Far from generating complaints from congressional Democrats about U.S. interference in another country's affairs, the economic warfare against Nicaragua was, in effect, a bipartisan compromise--a way to end the bickering over the Contra shooting war. After Chamorro's win, some Democrats embraced the economic-political strategy as their idea to begin with. "I think the sanctions did this," concluded Rep. Dave McCurdy (D-Okla.), chairman of the House intelligence oversight subcommittee. "I opposed military aid. I said we'd win it another way."
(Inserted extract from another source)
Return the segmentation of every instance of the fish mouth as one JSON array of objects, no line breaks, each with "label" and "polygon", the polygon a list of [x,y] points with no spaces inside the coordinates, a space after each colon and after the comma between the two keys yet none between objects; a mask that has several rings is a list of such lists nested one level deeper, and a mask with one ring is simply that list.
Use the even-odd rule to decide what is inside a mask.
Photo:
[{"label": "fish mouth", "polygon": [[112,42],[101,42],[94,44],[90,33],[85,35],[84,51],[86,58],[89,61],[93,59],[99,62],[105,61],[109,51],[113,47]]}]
While liberal Democrats also applauded the Chamorro victory, not all U.S. public figures felt comfortable with a strategy that contributed to widespread hunger and reduced medical care in a poor country. Asked about Robinson's comments on economic warfare, former House Speaker Jim Wright said, "Isn't it amazing that a man would boast about forcing people into serfdom--by deliberately creating hardship and poverty."

While few of his old colleagues in Congress were willing to argue with success, Wright remains troubled. "I'm not sure," he said, "that you can say the United States can force a country into doing what it wants by starving it to death."